Dynamic Changes in Occupancy of Histone Variant H2A.Z during Induced Somatic Cell Reprogramming

1Department of Animal Breeding & Genetics, College of Animal Science & Technology, Nanjing Agricultural University, Nanjing 210095, China
2Institutes of Biology and Medical Sciences, Soochow University, Suzhou 215123, China
3Medical College, Hunan Normal University, Changsha 410006, China
4Jinling Hospital, Medical School of Nanjing University, Nanjing 210093, China
5State Key Laboratory of Biocontrol, Sun Yat-sen University, Guangzhou 510275, China

Received 8 April 2015; Accepted 25 August 2015

Academic Editor: Aster H. Juan

Copyright © 2016 Fulu Dong et al. This is an open access article distributed under the Creative Commons Attribution License, which permits unrestricted use, distribution, and reproduction in any medium, provided the original work is properly cited.

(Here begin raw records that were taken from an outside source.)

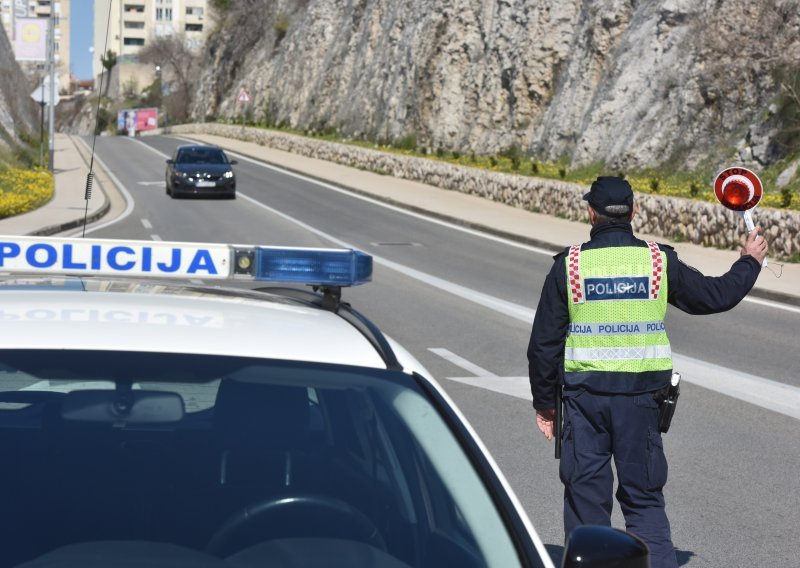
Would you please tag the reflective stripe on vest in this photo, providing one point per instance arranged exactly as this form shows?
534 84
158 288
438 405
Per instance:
617 302
618 353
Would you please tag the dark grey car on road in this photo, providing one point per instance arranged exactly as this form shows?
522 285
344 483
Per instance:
199 169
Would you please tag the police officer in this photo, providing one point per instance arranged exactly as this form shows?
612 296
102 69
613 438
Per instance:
599 332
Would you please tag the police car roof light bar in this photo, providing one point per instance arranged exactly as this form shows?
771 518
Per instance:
324 267
162 259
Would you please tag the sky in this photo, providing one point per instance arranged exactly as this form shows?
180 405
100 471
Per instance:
81 38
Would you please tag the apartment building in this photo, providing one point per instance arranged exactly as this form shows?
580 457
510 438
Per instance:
125 26
59 10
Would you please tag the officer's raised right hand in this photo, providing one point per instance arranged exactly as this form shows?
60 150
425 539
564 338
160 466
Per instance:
755 246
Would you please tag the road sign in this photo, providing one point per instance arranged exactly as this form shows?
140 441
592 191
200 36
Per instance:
244 96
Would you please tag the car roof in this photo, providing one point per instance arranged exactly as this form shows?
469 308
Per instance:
155 317
199 147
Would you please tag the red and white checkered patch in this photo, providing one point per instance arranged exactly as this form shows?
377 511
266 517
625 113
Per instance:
657 265
574 274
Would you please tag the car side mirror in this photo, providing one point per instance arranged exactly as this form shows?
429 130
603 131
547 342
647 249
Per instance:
594 546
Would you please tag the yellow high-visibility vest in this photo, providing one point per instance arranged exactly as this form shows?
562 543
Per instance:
617 300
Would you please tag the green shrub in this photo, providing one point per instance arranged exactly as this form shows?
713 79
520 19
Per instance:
786 197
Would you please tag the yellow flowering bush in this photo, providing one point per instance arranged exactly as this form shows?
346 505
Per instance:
22 190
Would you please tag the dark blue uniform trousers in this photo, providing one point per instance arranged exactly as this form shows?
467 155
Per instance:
597 427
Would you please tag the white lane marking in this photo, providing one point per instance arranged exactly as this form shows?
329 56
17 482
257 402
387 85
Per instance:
441 222
771 304
461 362
125 194
766 393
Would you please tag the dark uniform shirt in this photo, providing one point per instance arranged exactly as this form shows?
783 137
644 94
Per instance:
688 290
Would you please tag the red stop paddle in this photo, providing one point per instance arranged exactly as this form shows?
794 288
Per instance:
739 189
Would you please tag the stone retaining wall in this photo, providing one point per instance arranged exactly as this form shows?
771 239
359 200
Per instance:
674 218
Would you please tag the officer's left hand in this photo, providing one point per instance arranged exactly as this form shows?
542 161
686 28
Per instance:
545 420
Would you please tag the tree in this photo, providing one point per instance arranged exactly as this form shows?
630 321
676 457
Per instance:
108 60
178 65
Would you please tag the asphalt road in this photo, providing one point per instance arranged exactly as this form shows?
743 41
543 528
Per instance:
462 303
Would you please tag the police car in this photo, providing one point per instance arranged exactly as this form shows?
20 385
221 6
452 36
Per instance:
147 419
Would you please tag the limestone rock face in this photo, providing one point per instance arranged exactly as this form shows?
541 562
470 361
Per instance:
628 83
18 112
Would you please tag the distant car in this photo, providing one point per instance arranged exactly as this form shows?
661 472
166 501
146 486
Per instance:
199 169
147 420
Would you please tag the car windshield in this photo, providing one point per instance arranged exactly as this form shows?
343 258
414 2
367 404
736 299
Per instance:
201 156
230 461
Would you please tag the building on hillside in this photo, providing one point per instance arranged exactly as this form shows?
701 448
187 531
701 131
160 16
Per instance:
125 26
58 10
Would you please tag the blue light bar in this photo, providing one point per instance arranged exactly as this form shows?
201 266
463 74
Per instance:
163 259
327 267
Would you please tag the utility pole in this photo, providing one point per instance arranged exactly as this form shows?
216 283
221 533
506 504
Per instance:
51 61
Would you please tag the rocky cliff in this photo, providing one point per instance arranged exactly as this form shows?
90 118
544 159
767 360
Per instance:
631 83
18 111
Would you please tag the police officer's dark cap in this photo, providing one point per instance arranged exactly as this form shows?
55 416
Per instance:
611 196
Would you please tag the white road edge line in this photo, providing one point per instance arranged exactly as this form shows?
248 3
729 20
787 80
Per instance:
766 393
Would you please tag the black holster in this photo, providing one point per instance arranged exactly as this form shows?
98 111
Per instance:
667 399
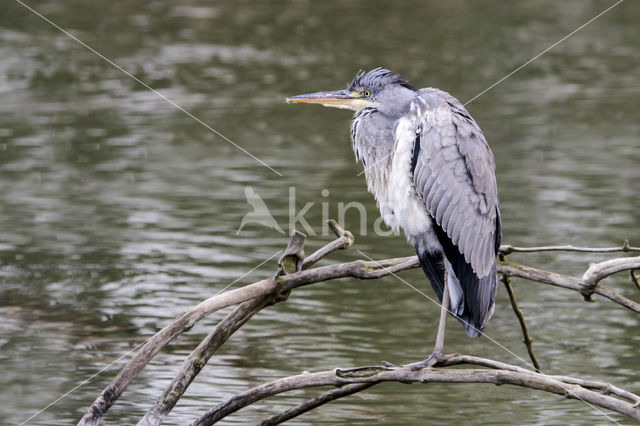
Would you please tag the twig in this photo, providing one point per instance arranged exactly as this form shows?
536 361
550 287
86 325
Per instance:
508 249
635 277
567 387
345 240
310 404
520 315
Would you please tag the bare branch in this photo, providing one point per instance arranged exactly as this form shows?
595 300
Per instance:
597 395
587 286
601 270
345 239
310 404
523 324
508 249
199 358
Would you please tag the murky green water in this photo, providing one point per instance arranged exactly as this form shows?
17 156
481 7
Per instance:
118 211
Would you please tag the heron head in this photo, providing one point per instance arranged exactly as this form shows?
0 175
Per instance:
378 88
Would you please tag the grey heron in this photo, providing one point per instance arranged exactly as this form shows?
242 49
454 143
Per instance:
432 174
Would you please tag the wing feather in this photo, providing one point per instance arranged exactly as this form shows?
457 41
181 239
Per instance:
455 178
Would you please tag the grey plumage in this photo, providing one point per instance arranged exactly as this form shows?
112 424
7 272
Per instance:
433 175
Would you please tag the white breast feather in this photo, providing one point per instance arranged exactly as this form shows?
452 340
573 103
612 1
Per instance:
409 212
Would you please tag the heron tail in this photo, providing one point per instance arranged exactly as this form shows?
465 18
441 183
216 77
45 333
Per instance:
472 298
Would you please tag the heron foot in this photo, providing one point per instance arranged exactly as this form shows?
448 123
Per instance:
431 361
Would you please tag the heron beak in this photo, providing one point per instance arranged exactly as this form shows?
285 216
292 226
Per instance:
344 99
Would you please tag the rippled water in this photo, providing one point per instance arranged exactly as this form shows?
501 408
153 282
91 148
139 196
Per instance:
118 211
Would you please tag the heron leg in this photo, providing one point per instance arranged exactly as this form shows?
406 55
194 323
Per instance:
437 356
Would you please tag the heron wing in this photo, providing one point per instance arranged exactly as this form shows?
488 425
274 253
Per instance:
454 175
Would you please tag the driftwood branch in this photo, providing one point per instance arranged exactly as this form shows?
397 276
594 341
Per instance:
508 249
295 271
528 341
595 393
316 402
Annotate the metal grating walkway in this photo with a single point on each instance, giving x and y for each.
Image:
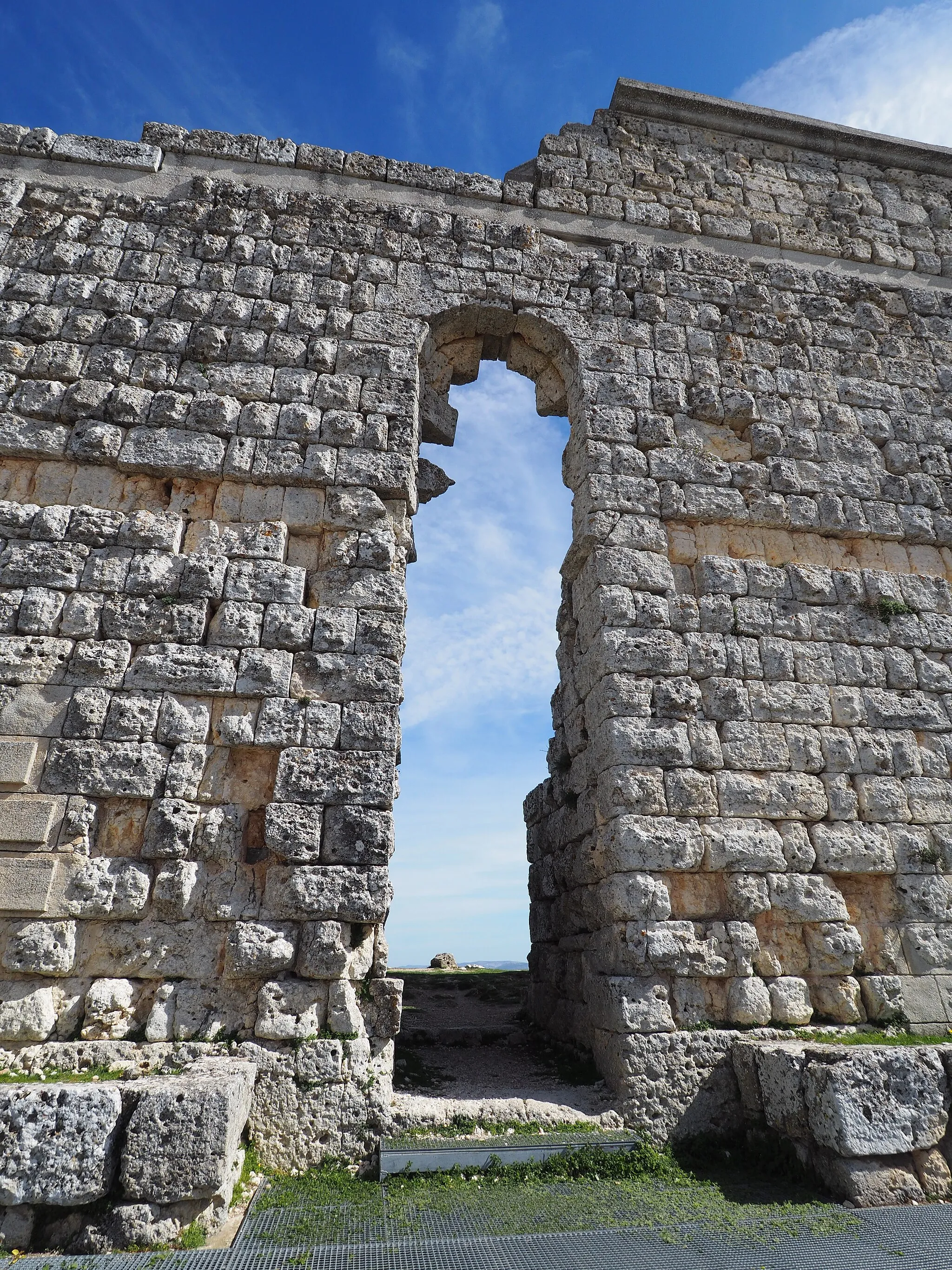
(914, 1239)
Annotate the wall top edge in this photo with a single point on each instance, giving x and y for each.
(697, 110)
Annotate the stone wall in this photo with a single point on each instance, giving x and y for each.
(97, 1164)
(219, 357)
(871, 1121)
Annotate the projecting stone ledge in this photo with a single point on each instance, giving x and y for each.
(165, 1151)
(871, 1121)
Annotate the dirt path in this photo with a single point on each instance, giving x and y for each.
(465, 1051)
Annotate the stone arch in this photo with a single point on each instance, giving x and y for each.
(463, 337)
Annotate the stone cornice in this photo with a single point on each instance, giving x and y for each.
(699, 111)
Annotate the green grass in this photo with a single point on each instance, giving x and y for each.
(584, 1189)
(58, 1076)
(875, 1038)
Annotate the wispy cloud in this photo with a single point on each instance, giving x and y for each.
(479, 30)
(485, 593)
(890, 73)
(479, 672)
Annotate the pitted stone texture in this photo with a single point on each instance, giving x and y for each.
(878, 1102)
(673, 1088)
(182, 1138)
(59, 1144)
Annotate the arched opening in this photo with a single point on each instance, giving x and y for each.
(480, 665)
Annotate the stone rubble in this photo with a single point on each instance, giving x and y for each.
(219, 359)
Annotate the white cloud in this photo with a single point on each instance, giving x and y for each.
(890, 73)
(487, 588)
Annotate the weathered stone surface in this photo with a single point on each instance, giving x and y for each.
(871, 1183)
(748, 810)
(185, 1133)
(105, 769)
(328, 892)
(58, 1144)
(41, 948)
(27, 1012)
(878, 1102)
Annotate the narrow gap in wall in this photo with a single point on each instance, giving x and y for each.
(479, 673)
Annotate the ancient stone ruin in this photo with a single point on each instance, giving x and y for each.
(219, 359)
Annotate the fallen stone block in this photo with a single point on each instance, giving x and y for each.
(185, 1133)
(878, 1102)
(58, 1144)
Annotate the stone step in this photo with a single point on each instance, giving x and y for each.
(432, 1155)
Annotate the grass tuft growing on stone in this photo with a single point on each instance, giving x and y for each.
(875, 1038)
(579, 1190)
(58, 1076)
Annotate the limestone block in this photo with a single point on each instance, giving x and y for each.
(231, 894)
(807, 898)
(292, 1010)
(27, 1012)
(790, 1001)
(780, 1069)
(747, 894)
(17, 760)
(744, 1062)
(319, 777)
(98, 663)
(107, 887)
(833, 948)
(110, 1010)
(925, 897)
(837, 998)
(633, 843)
(853, 847)
(626, 897)
(883, 997)
(737, 845)
(928, 948)
(870, 1183)
(383, 1006)
(183, 668)
(183, 720)
(343, 1011)
(699, 1001)
(35, 711)
(171, 828)
(331, 951)
(105, 769)
(58, 1144)
(157, 951)
(878, 1102)
(748, 1003)
(933, 1173)
(328, 893)
(294, 832)
(186, 1130)
(41, 948)
(779, 795)
(319, 1062)
(26, 883)
(629, 1005)
(258, 949)
(179, 891)
(357, 836)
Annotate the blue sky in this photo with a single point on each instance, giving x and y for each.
(471, 84)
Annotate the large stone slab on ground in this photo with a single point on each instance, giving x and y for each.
(878, 1102)
(58, 1142)
(185, 1133)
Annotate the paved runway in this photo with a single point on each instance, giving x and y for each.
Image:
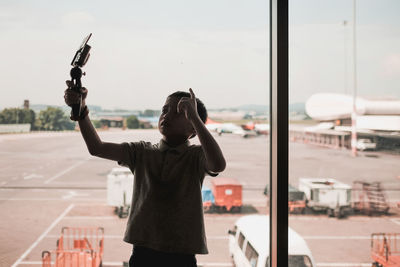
(49, 180)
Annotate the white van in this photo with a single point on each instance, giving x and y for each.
(249, 244)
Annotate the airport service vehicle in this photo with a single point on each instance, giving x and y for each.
(385, 249)
(119, 190)
(327, 194)
(227, 194)
(249, 244)
(208, 198)
(297, 200)
(365, 144)
(77, 247)
(369, 198)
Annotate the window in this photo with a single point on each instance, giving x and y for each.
(251, 254)
(241, 240)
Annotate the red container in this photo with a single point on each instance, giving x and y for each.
(227, 193)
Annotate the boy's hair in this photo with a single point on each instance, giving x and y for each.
(201, 109)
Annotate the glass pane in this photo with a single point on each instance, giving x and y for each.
(344, 133)
(141, 52)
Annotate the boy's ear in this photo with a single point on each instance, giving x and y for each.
(193, 133)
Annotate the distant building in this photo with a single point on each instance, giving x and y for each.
(26, 104)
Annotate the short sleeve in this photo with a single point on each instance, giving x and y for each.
(129, 155)
(202, 162)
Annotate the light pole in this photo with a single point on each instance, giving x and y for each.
(354, 114)
(345, 56)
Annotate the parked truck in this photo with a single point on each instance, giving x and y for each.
(327, 194)
(119, 190)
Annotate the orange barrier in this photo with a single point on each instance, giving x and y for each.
(77, 247)
(227, 193)
(297, 206)
(385, 249)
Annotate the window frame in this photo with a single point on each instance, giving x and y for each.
(279, 129)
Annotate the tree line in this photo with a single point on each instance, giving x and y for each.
(52, 119)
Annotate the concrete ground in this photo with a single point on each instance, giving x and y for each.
(49, 180)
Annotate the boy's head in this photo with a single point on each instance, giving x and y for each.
(175, 125)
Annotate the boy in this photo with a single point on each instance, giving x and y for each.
(165, 224)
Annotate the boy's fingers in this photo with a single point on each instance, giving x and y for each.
(192, 96)
(69, 83)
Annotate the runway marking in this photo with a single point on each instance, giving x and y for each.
(54, 223)
(121, 236)
(91, 217)
(340, 264)
(106, 263)
(72, 194)
(55, 199)
(105, 236)
(66, 170)
(32, 176)
(203, 264)
(396, 221)
(327, 237)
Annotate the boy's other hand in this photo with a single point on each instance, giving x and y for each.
(71, 97)
(188, 106)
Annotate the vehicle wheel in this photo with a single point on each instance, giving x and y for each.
(120, 212)
(330, 213)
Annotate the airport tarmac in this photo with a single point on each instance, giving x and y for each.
(49, 180)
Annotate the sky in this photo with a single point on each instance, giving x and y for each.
(144, 50)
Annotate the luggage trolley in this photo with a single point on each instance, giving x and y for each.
(385, 249)
(77, 247)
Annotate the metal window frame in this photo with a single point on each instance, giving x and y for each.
(279, 132)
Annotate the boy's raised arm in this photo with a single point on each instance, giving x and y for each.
(215, 161)
(93, 142)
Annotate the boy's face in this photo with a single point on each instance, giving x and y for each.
(173, 124)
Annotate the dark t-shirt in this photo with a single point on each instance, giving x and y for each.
(166, 211)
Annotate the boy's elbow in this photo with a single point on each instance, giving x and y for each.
(218, 167)
(95, 150)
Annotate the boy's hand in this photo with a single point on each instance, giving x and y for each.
(188, 106)
(72, 97)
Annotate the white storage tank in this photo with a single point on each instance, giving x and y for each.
(119, 189)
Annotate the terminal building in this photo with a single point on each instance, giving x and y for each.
(377, 122)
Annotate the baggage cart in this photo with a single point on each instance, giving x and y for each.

The development of induced pluripotent stem cells (iPSCs) has enabled study of the mechanisms underlying cellular reprogramming. Here, we have studied the dynamic distribution of H2A.Z during induced reprogramming with chromatin immunoprecipitation deep sequencing (ChIP-Seq). We found that H2A.Z tended to accumulate around transcription start site (TSS) and incorporate in genes with a high transcriptional activity. GO analysis with H2A.Z incorporated genes indicated that most genes are involved in chromatin assembly or disassembly and chromatin modification both in MEF and Day 7 samples, not in iPSCs. Furthermore, we detected the highest level of incorporation of H2A.Z around TSS in Day 7 samples compared to MEFs and iPSCs. GO analysis with only incorporated genes in Day 7 also displayed the function of chromatin remodeling. So, we speculate H2A.Z may be responsible for chromatin remodeling to enhance the access of transcription factors to genes important for pluripotency. This study therefore provides a deeper understanding of the mechanisms underlying induced reprogramming.